According to the AP, the New Hampshire State House on Thursday voted narrowly to make that state the third that would allow gay couples to marry.
The bill, HB 436, which passed the House 186-179, next goes to the Senate, where its future is uncertain. Governor John Lynch (D) claims to oppose gay marriage but has not said specifically that he would veto it. Two years ago, the Legislature approved, and Lynch signed, civil unions for gays, which provide all the rights of marriage, except in name.
Currently, only Connecticut and Massachusetts allow gay couples to marry. The Vermont Senate sent a gay marriage bill to the House this week, but Gov. Jim Douglas (R) says he will veto it if it reaches his desk.
Rep. Melanie Levesque (D-Brookline), who is black and married to a white man, said her marriage was still a crime in Virginia in the mid-1960s. “We have had a long history of challenging conventional wisdom — the Earth is flat, people from different continents should not marry, people who are the same should not marry,” she said.
Never one to be shy, longtime RLC ally Steve Vaillancourt (pictured, right) defended his vote in favor of gay marriage in an e-mail to me (posting permission granted):
“As happy as I was over the victory of gay marriage yesterday, I was deeply saddened that only 13 Republicans were on board for the first vote and then only 12 for the second vote (and only five for the vital bill of granting equal rights to transgendered folks). I am ashamed of the Republican Party; I am especially ashamed of Republicans who claim to be libertarians who could not bring themselves to vote for this bill.“
“I am disgusted by Chairman Sununu’s attempt to brand New Hampshire as San Francisco. As wrong as he is morally, he is equally as wrong politically. These scare tactics will not merely fair, but they will backfire. He is leading the party to permanent minority status. Republicans are losing the moral authority on spending and less government issues by insisting on staking out the immoral ground on social issues from marriage to — dare I say it — the humane issue of medical marijuana.”

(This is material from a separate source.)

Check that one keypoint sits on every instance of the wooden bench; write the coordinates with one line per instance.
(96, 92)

“We must end all discrimination, and we must do it now. There’s never been a better time.”
In addition to the correct vote cast by Vaillancourt, RLC-endorsed State Rep. Calvin Pratt also was one of the thirteen courageous Republicans with a backbone. RLC-endorsed Rep. Jenn Coffey was not able to vote on the measure because she was at work. (New Hampshire does not have a full-time legislature.)
Even past RLC allies were wrong on this bill: for example, State Republican Party Chairman John H. Sununu criticized the House vote as an “attempt by the liberal Democrats in the Legislature to impose their San Francisco agenda on the state of New Hampshire.” Additionally, State Rep. Nancy Elliott of Merrimack said marriage was instituted by God and that “marriage between a man and a woman is perfect and holy.” Perhaps so, but the government has no reputation of sanctioning that which is holy or perfect, nor is that the role of government.
As controversial as this post may be, it is important that it be made. Please note that I am writing to express my own view on the issue of gay marriage (which is not necessarily representative of other opinions within the RLC).
Personally, I hope the bill passes the Senate and is signed by the Governor. Thanks to Reps. Vaillancourt and Pratt for representing the correct libertarian perspective on the issue — EQUAL RIGHTS!